Ulick smiled at such a fond delusion, bred up as he had been upon the wildest sea-coast, exposed to the full sweep of the Atlantic storm! She set him off upon his own scenery, to the destruction of his laborious English, as he dwelt on the glories of his beloved rocks rent by fierce sea winds and waves into fantastic, grotesque, or lovely shapes, with fiords of exquisite blue sea between, the variety of which had been to him as the gentle foliage of tamer countries. Not a tree stood near the ‘town’ of Ballymakilty, but the wild crags, the sparkling waters, the broad open hills, and the bogs, with their intensely purple horizon, held fast upon his heart; and he told of white sands, reported to be haunted by mermaids, and crevices of rock where the tide roared, and gave rise to legends of sea monsters, and giants turned to stone. He was becoming confidential and intimate when, in a lowered voice, he mentioned the Banshee’s crag, where the shrouded messenger of doom never failed to bewail each dying child of the O’More, and where his own old nurse had actually beheld her keening for the uncle who was killed among the Caffres. Albinia began to know how she ought to respect the O’Mores.

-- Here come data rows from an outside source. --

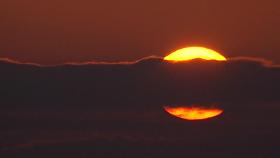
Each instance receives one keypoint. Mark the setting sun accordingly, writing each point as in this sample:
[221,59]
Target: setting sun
[190,53]
[193,113]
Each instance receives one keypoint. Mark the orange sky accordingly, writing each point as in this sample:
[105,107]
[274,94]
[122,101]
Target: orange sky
[57,31]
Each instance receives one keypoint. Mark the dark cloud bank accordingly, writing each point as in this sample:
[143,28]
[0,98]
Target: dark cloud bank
[115,110]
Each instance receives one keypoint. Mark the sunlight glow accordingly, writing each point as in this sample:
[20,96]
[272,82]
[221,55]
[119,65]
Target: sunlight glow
[190,53]
[193,113]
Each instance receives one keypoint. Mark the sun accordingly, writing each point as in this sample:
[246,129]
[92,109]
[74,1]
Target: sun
[190,53]
[193,113]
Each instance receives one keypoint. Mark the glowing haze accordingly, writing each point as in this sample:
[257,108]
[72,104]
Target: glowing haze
[190,53]
[193,113]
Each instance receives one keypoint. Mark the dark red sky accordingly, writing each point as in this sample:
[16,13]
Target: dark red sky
[56,31]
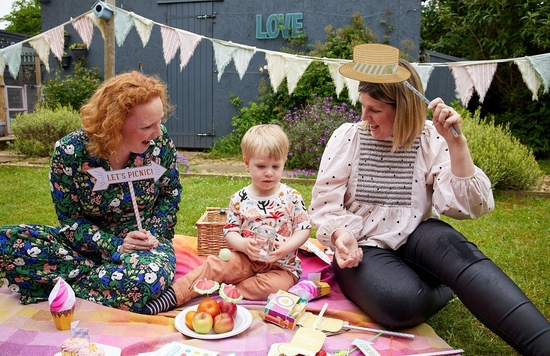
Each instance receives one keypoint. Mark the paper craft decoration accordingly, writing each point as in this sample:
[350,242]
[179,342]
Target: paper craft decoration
[105,178]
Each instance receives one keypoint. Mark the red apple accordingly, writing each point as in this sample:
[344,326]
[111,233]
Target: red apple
[228,307]
[202,322]
[223,323]
[209,305]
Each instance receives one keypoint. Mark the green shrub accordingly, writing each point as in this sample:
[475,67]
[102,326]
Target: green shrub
[36,133]
[507,162]
[73,90]
[310,127]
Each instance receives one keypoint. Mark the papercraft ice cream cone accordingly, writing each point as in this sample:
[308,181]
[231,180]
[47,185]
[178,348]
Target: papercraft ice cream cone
[62,300]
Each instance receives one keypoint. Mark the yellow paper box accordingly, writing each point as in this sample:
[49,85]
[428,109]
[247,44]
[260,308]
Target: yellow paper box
[284,309]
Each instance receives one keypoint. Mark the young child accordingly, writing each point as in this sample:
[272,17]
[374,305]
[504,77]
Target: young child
[265,203]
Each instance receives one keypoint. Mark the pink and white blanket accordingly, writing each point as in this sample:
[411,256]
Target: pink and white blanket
[29,329]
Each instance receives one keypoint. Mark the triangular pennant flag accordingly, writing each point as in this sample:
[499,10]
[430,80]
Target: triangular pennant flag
[333,69]
[85,29]
[2,62]
[170,43]
[223,54]
[241,59]
[188,43]
[353,89]
[530,76]
[98,23]
[463,82]
[482,76]
[56,39]
[541,63]
[276,68]
[42,48]
[123,24]
[144,27]
[424,72]
[12,55]
[295,67]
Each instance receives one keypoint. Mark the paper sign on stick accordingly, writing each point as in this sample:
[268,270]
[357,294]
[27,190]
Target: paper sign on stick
[104,178]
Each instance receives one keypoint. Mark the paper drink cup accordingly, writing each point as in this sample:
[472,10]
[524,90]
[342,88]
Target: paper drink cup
[266,236]
[63,319]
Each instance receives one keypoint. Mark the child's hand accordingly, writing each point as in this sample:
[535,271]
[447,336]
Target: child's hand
[251,249]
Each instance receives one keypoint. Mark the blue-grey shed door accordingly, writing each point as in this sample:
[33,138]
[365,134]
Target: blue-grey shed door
[190,90]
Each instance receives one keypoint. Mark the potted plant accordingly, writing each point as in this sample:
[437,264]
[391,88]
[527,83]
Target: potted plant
[66,60]
[67,37]
[79,50]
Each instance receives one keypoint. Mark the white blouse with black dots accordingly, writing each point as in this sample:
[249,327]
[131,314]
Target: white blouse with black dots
[380,197]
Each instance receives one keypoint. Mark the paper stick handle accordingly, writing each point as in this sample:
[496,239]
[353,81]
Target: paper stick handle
[384,332]
[134,203]
[421,96]
[441,353]
[320,316]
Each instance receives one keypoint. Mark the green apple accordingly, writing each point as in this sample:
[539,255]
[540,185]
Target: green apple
[202,322]
[223,323]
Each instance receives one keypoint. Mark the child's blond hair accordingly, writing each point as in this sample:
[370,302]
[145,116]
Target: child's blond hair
[266,138]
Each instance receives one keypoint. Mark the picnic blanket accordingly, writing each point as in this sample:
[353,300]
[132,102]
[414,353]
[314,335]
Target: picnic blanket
[29,329]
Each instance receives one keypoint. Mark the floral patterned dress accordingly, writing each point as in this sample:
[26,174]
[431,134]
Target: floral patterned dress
[84,249]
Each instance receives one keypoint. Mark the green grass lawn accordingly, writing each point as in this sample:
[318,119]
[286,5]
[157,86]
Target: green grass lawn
[515,237]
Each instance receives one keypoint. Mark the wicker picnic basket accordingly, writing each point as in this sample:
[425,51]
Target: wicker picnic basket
[210,239]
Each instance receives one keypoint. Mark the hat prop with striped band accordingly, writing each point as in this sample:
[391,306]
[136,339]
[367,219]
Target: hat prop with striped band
[375,63]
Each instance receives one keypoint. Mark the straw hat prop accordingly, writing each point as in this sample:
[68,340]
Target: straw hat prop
[375,63]
[379,63]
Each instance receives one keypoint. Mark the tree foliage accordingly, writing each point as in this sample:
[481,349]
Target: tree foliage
[496,29]
[25,17]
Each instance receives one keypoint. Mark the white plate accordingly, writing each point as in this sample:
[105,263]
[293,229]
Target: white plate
[109,350]
[242,322]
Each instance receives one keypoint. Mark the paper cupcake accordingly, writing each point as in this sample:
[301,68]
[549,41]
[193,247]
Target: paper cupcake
[91,349]
[62,300]
[72,346]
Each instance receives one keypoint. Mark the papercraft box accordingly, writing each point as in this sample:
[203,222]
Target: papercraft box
[284,309]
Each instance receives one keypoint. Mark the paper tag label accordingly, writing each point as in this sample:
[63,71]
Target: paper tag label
[365,347]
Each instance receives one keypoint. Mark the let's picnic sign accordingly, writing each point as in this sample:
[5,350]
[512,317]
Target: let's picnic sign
[105,178]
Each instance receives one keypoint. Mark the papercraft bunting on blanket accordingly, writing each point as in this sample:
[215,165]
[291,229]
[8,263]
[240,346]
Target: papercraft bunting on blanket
[541,63]
[276,68]
[56,39]
[85,29]
[143,27]
[424,72]
[333,68]
[295,67]
[226,51]
[530,76]
[223,54]
[353,90]
[12,57]
[97,22]
[123,24]
[468,78]
[463,82]
[42,48]
[482,76]
[172,39]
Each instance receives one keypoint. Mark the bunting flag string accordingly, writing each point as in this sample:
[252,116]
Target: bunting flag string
[468,75]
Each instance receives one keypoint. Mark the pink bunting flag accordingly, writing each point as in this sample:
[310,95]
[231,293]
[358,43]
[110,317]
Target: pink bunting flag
[56,39]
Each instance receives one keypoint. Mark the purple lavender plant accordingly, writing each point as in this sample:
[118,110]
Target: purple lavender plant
[309,128]
[183,163]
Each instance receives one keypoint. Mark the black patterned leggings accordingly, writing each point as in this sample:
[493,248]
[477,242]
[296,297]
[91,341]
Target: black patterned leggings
[403,288]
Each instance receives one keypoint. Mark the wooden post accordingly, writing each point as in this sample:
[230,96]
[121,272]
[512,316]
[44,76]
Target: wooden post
[109,46]
[38,78]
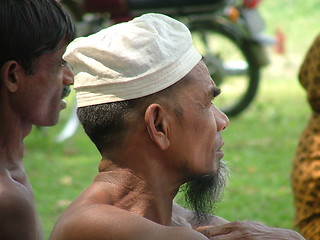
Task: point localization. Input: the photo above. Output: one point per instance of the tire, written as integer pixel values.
(232, 65)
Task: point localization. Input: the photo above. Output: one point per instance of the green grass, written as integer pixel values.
(259, 144)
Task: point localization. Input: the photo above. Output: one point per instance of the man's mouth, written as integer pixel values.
(66, 91)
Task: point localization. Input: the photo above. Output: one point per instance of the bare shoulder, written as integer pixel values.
(106, 222)
(18, 215)
(181, 214)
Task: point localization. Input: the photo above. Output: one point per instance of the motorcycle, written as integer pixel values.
(228, 34)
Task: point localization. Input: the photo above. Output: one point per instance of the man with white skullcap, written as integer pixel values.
(145, 100)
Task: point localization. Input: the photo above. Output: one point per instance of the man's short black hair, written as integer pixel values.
(31, 28)
(107, 124)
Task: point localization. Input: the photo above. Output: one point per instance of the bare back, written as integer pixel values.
(18, 216)
(103, 212)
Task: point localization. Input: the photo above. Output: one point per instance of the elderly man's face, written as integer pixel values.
(200, 147)
(198, 138)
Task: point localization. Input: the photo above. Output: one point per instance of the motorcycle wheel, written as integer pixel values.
(231, 65)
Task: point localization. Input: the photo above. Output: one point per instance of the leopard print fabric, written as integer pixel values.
(305, 176)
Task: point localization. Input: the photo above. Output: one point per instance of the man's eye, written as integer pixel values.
(63, 64)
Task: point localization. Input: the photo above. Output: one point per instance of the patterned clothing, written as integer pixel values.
(305, 176)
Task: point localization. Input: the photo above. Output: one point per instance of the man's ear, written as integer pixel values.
(10, 75)
(156, 120)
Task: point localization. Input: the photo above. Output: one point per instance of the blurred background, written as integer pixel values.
(259, 143)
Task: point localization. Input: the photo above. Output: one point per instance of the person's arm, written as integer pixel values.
(18, 219)
(217, 228)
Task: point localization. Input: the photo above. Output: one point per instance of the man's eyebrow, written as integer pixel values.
(216, 91)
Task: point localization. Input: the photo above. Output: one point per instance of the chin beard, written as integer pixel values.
(203, 192)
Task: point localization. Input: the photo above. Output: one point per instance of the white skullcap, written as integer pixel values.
(131, 60)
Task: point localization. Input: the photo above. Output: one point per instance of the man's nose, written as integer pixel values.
(68, 77)
(222, 120)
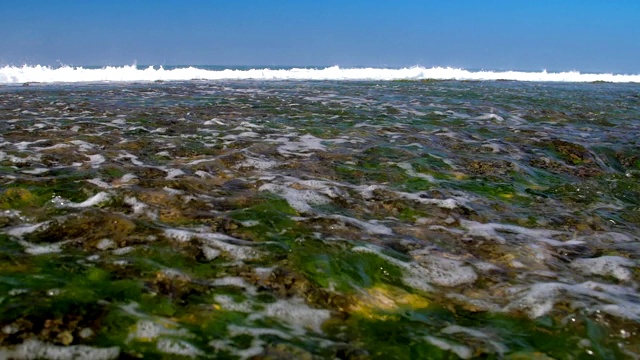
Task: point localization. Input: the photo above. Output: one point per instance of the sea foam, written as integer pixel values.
(128, 73)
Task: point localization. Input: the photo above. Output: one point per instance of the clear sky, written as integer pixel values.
(557, 35)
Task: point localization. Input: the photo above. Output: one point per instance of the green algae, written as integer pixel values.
(118, 270)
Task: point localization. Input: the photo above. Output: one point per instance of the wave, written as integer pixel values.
(130, 73)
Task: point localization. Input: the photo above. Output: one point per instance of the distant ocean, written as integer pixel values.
(210, 212)
(71, 74)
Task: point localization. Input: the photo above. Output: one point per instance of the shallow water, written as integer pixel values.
(280, 219)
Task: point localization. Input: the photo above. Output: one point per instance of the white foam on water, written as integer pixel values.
(306, 144)
(259, 164)
(92, 201)
(20, 230)
(148, 330)
(95, 160)
(483, 335)
(463, 352)
(450, 203)
(105, 244)
(36, 171)
(41, 249)
(368, 226)
(422, 273)
(34, 349)
(215, 240)
(616, 266)
(492, 231)
(411, 172)
(140, 208)
(173, 173)
(538, 299)
(99, 183)
(178, 347)
(495, 117)
(128, 73)
(297, 314)
(446, 272)
(234, 281)
(300, 200)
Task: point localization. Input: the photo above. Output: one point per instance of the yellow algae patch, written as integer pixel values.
(376, 301)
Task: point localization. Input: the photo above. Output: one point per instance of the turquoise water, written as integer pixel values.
(320, 219)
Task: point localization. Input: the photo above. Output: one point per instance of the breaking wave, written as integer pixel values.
(128, 73)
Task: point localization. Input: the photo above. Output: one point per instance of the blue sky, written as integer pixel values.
(584, 35)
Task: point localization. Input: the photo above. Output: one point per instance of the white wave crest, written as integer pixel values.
(129, 73)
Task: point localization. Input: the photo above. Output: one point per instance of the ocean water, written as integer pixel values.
(215, 214)
(73, 74)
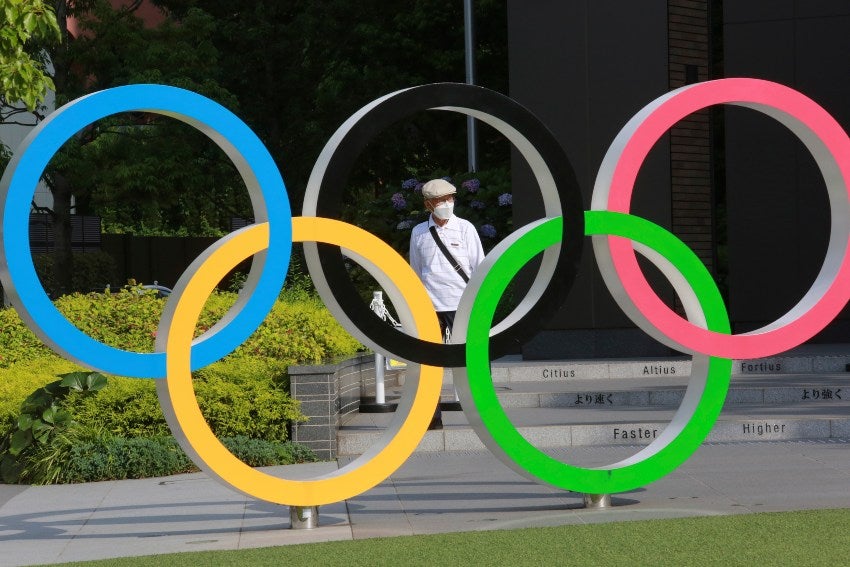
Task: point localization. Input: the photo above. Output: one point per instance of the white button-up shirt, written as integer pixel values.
(443, 283)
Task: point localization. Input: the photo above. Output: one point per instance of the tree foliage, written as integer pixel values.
(29, 26)
(143, 172)
(301, 68)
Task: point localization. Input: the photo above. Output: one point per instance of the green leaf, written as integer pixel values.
(10, 469)
(75, 381)
(20, 441)
(95, 381)
(25, 421)
(30, 22)
(47, 415)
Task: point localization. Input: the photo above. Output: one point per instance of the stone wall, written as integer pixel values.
(328, 394)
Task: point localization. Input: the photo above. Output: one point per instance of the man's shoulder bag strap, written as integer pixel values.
(455, 264)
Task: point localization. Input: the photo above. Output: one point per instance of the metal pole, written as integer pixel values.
(471, 126)
(379, 309)
(379, 379)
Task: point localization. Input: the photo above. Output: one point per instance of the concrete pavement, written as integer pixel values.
(432, 492)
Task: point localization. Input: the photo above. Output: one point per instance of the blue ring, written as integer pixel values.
(258, 170)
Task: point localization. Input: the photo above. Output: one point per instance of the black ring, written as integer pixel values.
(402, 104)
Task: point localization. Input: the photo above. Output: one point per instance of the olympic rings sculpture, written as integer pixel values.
(616, 236)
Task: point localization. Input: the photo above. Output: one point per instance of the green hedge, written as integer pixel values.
(243, 396)
(91, 454)
(239, 396)
(299, 332)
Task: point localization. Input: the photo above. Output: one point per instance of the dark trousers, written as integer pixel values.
(447, 319)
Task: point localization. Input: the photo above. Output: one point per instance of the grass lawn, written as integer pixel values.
(818, 537)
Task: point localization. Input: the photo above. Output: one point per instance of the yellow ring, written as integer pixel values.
(192, 430)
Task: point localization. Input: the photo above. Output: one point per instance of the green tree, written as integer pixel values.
(300, 68)
(143, 172)
(29, 26)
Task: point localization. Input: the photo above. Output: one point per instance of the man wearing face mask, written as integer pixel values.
(444, 250)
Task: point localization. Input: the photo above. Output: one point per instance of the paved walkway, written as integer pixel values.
(431, 493)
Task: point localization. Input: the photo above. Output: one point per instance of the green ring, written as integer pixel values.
(500, 434)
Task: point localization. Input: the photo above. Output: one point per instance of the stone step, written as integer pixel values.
(804, 389)
(565, 427)
(512, 369)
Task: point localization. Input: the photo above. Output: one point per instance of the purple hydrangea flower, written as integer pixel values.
(398, 201)
(471, 185)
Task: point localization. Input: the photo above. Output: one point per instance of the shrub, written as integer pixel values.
(22, 379)
(242, 396)
(94, 456)
(263, 453)
(298, 332)
(114, 458)
(42, 420)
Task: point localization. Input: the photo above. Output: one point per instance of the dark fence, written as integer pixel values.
(153, 258)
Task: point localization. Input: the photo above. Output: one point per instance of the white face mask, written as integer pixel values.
(444, 210)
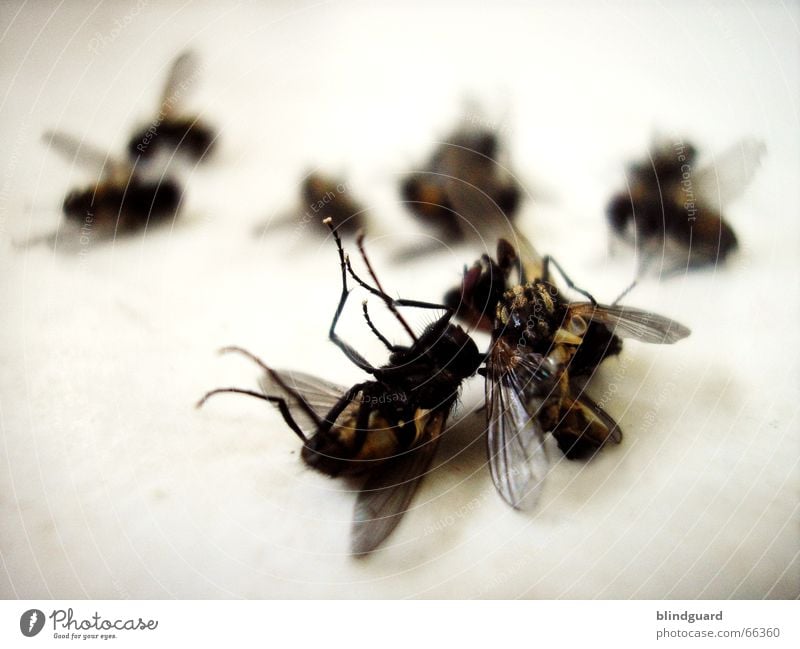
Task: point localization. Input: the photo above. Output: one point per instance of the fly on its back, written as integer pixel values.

They were skirting the side of the hill, with a dip of green meadow-land below them, rising on the other side into coppices. The twang of the horn, and the babbling cry of the hounds, reminded Albinia that the hunting season had begun, and looking over a gate, she watched the parti-coloured forms of the dogs glancing among the brushwood opposite, and an occasional red coat gleaming out through the hedge above. Just then the cry ceased, the dogs became silent, and scattered hither and thither bewildered. Ulick looked eagerly, then suddenly vaulted over the gate, went forward a few steps, looked again, pointed towards some dark object which she could barely discern, put his finger in his ear, and uttered an unearthly screech, incomprehensible to her, but well understood by the huntsman, and through him by the dogs, which at once simultaneously dashed in one direction, and came pouring into the meadow over towards him, down went their heads, up went their curved tails, the clatter and rushing of hoofs, and the apparition of red coats, showed the hunters all going round the copse, while at the same moment, away with winged steps bounded her companion, flying headlong like the wind, so as to meet the hunt.
’Ask me not what the
lady feels,
Left in that dreadful hour alone,’
laughed Albinia to herself. ’Well done, speed! Edmund might be satisfied there’s not much amiss! Through the hedge—over the meadow—a flying leap over the stream—it is more like a bird than a man—up again. Does he mean to follow the hunt all the rest of the way? Rather Irish, I must say! And I do believe they will all come down this lane! I must walk on; it wont do to be overtaken here between these high hedges. Ah! I thought he was too much of a gentleman to leave me—here he comes. How much in his way I must be! I never saw such a runner; not a bit does he slacken for the hill—and what bright cheeks and eyes! What good it must have done him!’